Kingsley l'ambitieux


« On est jeunes et ambitieux / Parfois vicieux / Faut qu'tu te dises que / Tu peux être le prince de la ville si tu veux / Où tu veux / Quand tu veux » , rappait le 113 en 1999. Dix-sept ans plus tard, force est d'avouer que ces paroles collent à la peau du jeune Kingsley. Car, s'il n'est pas encore le prince de Munich, l'ancien Turinois peut se targuer d'être devenu l'un des chouchous de Guardiola. À voir la confiance que lui octroie l'Espagnol et, surtout, son rendement sur le pré, difficile de lui reprocher son ambition et sa persévérance. Alors que beaucoup auraient choisi d'être prêté dans une équipe inférieure après une année quasi blanche à la Juve, lui a suivi son instinct, persuadé qu'il pouvait faire mieux malgré son jeune âge. Et aussi improbable que cela puisse paraître, Coman a trouvé sa place dans l'effectif gargantuesque du triple champion d'Allemagne. « Je suis obligé de constater que je suis en avance. Mais je ne me sens pas comme un surdoué. Je me sens plus mûr sur certains points, moins sur d'autres, comme la patience. Je ne me considère pas comme un joueur de dix-sept ou dix-huit ans qui a des choses à envier à des gars de vingt et un ans » , lâchait-il au journal L'Équipe mi-juillet. Curieux de voir comme une déclaration si prétentieuse peut s'avérer aussi réaliste huit mois plus tard.

Kingsley le bienheureux


Avec les longues blessures de Robben, Ribéry et Götze, Pep Guardiola a été contraint de revoir ses plans. Et, donc, de lancer rapidement Coman dans le grand bain. Titularisé à droite de l'attaque dès la cinquième journée, le Français ne met qu'une petite heure avant de percer les cages de Darmstadt. Un mois après son arrivée en Bavière, Kingsley a déjà mis deux buts, délivré quatre passes décisives et joué autant que lors de ses sept premiers mois à la Juve.
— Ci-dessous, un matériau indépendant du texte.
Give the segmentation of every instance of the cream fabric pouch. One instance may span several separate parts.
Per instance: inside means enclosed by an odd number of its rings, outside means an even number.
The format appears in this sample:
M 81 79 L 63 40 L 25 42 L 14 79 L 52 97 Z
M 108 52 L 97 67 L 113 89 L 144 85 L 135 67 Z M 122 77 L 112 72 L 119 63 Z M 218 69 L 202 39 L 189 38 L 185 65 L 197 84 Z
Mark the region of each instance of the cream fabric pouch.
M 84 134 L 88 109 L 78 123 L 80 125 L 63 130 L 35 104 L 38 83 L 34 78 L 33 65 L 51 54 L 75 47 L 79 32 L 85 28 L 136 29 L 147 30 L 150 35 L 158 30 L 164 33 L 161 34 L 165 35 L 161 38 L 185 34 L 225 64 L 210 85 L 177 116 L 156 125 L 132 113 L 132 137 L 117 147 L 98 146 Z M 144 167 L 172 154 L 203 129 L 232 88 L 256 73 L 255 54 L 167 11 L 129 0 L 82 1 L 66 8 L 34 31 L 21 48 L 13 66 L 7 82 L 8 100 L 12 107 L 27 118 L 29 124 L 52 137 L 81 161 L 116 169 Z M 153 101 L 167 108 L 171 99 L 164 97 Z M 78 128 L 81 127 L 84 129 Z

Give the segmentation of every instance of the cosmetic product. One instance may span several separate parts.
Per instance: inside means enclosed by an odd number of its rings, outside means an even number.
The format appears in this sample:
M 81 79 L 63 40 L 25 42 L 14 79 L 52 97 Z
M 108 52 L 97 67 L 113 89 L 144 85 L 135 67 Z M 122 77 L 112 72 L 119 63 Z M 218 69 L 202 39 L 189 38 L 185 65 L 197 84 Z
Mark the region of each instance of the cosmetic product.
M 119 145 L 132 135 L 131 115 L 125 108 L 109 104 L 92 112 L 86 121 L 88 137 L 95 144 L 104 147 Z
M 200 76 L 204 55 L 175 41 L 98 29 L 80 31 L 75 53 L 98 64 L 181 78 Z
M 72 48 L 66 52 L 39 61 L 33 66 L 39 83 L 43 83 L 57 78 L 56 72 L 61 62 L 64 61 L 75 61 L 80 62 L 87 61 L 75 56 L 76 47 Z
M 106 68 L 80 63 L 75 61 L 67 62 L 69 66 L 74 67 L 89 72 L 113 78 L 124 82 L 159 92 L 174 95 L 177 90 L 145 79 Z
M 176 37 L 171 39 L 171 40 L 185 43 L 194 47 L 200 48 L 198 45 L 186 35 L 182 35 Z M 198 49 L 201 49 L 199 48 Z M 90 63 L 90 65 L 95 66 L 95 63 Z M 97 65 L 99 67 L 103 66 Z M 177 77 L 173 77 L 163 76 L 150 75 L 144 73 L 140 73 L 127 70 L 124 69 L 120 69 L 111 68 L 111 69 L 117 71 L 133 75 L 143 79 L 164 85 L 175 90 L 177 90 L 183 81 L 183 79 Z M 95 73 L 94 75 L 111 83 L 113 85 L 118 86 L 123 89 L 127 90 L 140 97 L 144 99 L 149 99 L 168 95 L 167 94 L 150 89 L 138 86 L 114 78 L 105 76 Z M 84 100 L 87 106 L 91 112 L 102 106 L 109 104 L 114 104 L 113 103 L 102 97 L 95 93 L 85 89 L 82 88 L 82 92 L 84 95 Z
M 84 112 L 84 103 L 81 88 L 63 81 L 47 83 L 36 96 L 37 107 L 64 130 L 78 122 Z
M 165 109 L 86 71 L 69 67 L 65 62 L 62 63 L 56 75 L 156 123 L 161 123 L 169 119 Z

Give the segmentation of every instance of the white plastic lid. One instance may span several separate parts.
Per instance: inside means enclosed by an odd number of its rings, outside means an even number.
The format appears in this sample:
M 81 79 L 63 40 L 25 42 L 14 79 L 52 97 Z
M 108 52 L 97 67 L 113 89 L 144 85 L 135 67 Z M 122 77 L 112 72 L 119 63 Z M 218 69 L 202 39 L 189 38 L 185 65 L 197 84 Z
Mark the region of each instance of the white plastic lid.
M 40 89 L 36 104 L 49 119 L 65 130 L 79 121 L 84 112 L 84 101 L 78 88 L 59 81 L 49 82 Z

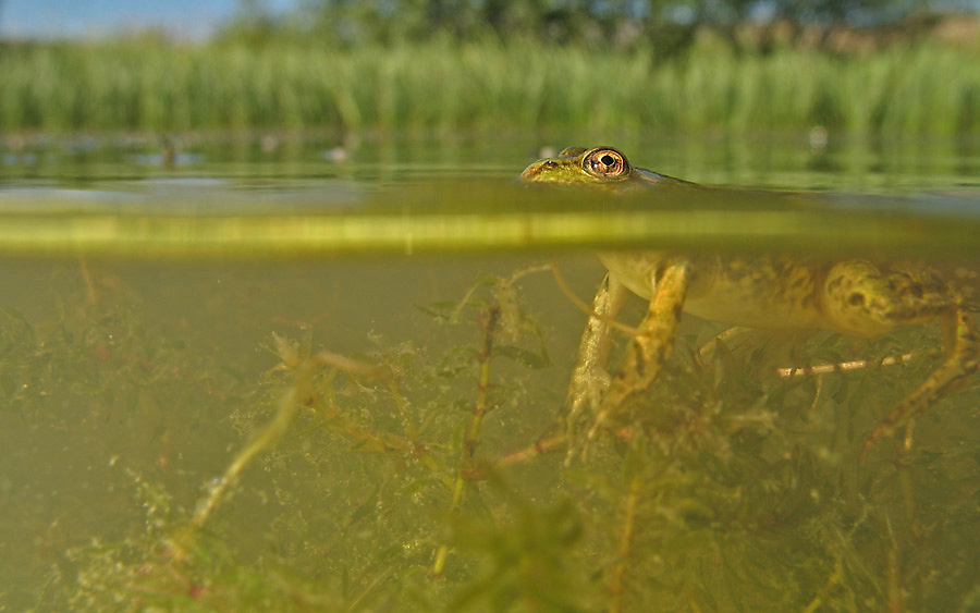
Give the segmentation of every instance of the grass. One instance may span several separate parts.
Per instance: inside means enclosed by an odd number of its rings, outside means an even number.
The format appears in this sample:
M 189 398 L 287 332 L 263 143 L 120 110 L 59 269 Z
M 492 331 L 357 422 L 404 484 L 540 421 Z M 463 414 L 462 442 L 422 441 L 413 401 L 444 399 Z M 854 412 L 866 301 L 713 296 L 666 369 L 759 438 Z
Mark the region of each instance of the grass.
M 651 52 L 479 42 L 328 50 L 0 49 L 0 130 L 243 127 L 980 132 L 980 50 Z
Et comme tout roule en championnat, Guardiola n'hésite pas à l'envoyer au casse-pipe en C1 où le minot multiplie les offrandes : cinq en quatre matchs pour des collègues qu'il ne cesse de surprendre. Samedi encore, Coman a disputé l'intégralité de la rencontre face au Werder en offrant un doublé à Thiago Alcántara et un troisième but à Müller pour une victoire 5-0 du Bayern. Trois ans après sa toute première apparition en Ligue 1 avec Paris, le chemin parcouru par le petit gars du 77 est bluffant. Après des débuts timides dans les travées du Parc et du Juventus Stadium, Kingsley Coman, à 19 ans et neuf mois, est en train de donner une sacrée leçon d'insolence aux supporters allemands. Mais aussi à Didier Deschamps que l'on imagine mal se passer du King cet été s'il continue à ce rythme.